Les portraits audio : #9 Alain Bauer, trouver sa place dans une discipline controversée
Seul professeur de criminologie en France, Alain Bauer revient sur son parcours et sur la manière dont il a trouvé sa place au Cnam, malgré une levée de boucliers mettant en cause la légitimité de sa discipline et de son expertise. Figure régulièrement au centre de polémiques et récemment condamné pour recel de favoritisme, il s’exprime, à l’approche de la retraite, dans le dernier épisode du podcast Les Rencontres de l’ESR animé par Emmanuel Caillaud.

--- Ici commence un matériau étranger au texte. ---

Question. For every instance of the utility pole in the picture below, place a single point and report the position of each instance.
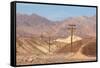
(71, 28)
(49, 44)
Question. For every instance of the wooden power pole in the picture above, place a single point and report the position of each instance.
(71, 28)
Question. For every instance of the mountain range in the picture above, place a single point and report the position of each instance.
(35, 25)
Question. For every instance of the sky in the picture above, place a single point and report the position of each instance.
(55, 12)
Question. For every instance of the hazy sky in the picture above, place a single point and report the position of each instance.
(55, 12)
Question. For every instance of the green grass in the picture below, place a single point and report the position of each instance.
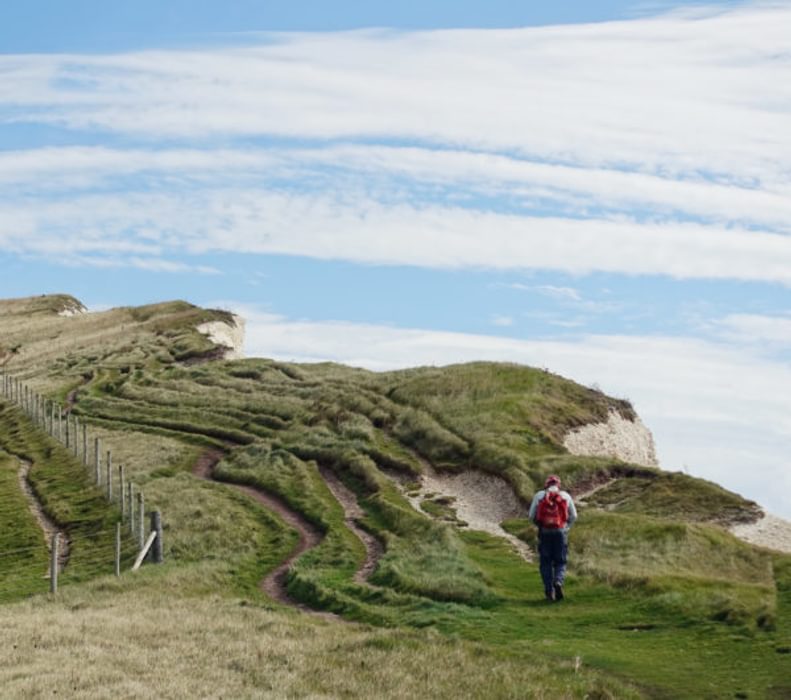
(658, 596)
(24, 559)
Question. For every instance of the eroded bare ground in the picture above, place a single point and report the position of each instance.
(47, 525)
(352, 514)
(274, 583)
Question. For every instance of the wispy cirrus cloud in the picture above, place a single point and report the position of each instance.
(536, 148)
(353, 226)
(702, 91)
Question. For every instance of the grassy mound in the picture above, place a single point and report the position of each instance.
(656, 587)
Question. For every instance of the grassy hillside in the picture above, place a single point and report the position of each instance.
(657, 590)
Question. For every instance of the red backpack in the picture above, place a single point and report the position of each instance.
(553, 511)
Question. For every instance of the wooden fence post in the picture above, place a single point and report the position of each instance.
(121, 498)
(130, 500)
(118, 548)
(156, 526)
(53, 565)
(97, 460)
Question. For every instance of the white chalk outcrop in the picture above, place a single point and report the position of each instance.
(481, 500)
(228, 335)
(617, 437)
(770, 531)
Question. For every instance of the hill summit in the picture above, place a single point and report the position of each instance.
(399, 499)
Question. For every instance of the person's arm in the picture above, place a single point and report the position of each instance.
(534, 506)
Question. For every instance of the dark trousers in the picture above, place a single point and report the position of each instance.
(553, 548)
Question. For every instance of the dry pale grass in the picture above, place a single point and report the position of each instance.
(124, 640)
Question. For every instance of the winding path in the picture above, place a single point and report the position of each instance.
(274, 584)
(48, 526)
(352, 514)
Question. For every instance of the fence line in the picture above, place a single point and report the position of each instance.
(66, 428)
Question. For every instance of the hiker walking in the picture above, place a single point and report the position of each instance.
(553, 511)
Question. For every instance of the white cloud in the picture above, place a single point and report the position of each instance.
(364, 230)
(697, 93)
(673, 162)
(723, 413)
(774, 331)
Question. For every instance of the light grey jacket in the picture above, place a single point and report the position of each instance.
(566, 497)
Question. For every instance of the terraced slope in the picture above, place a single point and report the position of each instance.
(649, 553)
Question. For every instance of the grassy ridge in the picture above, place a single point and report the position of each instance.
(68, 496)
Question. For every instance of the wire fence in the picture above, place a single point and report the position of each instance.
(74, 551)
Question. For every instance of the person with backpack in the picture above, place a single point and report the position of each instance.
(553, 511)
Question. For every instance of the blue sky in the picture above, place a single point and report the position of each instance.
(600, 188)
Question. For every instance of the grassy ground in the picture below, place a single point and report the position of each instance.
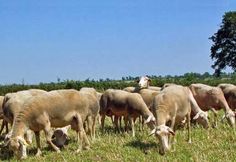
(213, 145)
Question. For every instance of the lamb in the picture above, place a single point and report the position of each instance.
(56, 108)
(122, 103)
(171, 106)
(209, 97)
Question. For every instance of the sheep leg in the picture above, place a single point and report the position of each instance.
(215, 117)
(94, 127)
(116, 120)
(102, 122)
(172, 127)
(84, 142)
(6, 123)
(132, 125)
(37, 137)
(126, 123)
(48, 135)
(189, 127)
(2, 127)
(90, 121)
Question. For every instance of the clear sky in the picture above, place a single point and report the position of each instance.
(42, 40)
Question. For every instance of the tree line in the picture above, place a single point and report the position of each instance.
(103, 84)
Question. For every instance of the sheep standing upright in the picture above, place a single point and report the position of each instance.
(122, 103)
(171, 106)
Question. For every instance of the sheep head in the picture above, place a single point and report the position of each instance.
(18, 146)
(202, 118)
(144, 82)
(162, 133)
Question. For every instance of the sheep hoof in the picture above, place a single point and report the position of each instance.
(58, 151)
(39, 153)
(86, 148)
(78, 151)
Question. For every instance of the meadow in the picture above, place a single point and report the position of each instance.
(214, 144)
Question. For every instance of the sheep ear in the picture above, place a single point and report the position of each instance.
(171, 131)
(150, 118)
(6, 143)
(22, 141)
(152, 132)
(196, 116)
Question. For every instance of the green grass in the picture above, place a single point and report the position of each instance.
(217, 144)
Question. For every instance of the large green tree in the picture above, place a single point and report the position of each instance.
(223, 50)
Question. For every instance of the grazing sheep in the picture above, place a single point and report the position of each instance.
(171, 106)
(147, 95)
(122, 103)
(57, 108)
(196, 112)
(212, 98)
(13, 103)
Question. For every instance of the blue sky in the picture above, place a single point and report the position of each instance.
(41, 41)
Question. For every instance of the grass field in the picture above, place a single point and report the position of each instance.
(218, 144)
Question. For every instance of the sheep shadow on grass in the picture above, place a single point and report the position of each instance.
(144, 146)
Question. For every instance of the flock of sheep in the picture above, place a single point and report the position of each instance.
(162, 109)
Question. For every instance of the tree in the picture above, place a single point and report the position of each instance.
(223, 50)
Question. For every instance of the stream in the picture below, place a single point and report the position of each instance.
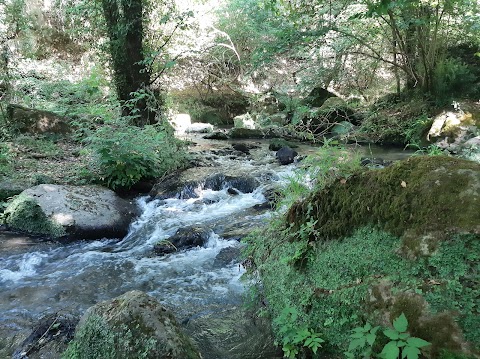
(204, 291)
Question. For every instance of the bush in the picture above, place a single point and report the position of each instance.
(122, 155)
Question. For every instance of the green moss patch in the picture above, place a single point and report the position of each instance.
(25, 215)
(344, 283)
(416, 196)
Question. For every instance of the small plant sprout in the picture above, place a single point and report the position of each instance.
(401, 344)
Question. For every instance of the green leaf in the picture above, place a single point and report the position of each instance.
(390, 351)
(391, 333)
(371, 338)
(410, 353)
(401, 323)
(356, 343)
(417, 342)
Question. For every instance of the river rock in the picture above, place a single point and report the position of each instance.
(81, 212)
(450, 130)
(317, 97)
(278, 143)
(28, 120)
(10, 188)
(199, 127)
(233, 333)
(286, 155)
(188, 183)
(134, 325)
(184, 238)
(227, 256)
(244, 121)
(48, 338)
(237, 133)
(216, 135)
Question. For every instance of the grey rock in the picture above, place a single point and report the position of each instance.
(185, 238)
(138, 325)
(286, 155)
(216, 135)
(80, 212)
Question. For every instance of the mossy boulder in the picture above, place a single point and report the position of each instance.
(81, 212)
(239, 133)
(134, 325)
(10, 188)
(416, 196)
(403, 239)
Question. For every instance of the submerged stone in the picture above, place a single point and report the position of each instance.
(82, 212)
(418, 195)
(134, 325)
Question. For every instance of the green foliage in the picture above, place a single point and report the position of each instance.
(123, 154)
(453, 78)
(6, 160)
(96, 339)
(44, 146)
(401, 343)
(332, 284)
(329, 163)
(431, 150)
(403, 197)
(397, 120)
(293, 337)
(25, 215)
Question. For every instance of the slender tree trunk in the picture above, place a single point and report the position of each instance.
(124, 20)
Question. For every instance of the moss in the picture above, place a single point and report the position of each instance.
(363, 277)
(418, 195)
(25, 215)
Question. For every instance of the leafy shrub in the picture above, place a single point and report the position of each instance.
(401, 342)
(293, 337)
(122, 154)
(5, 159)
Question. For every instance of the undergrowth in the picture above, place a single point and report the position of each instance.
(95, 339)
(364, 274)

Universitaire inclassable et curieux de tout, Emmanuel Caillaud est enseignant-chercheur, spécialiste des questions industrielles au Cnam, et auteur d’un Petit guide de survie de l’enseignant-chercheur (Spartacus, 2023). Ancien blogueur sur les thématiques d’enseignement supérieur, il s’essaie au rôle de journaliste pour Campus Matin et rencontre les forces vives de l’ESR.
Dans ce huitième épisode de podcast, il s’entretient avec Alain Bauer, professeur en criminologie au Cnam et notamment ancien consultant pour Nicolas Sarkozy, lorsqu’il était président de la République, puis de Manuel Valls, lorsqu’il était ministre de l’intérieur.
De Rocard à la guerre du Golfe : un parcours entre politique et sécurité
« J’ai d’abord été un militant engagé auprès de Michel Rocard. De militant d’opposition, je suis devenu assistant, une petite main, un conseiller dans son parcours au ministère d’État chargé du plan », introduit Alain Bauer. Quand Michel Rocard est nommé à Matignon, il s’occupe notamment de « la crise de Nouvelle-Calédonie, de l’attentat [contre un avion] DC10 de [la compagnie] UTA, de la chute du mur de Berlin, [des manifestations de la place de] Tian’anmen en Chine et de la guerre du Golfe ».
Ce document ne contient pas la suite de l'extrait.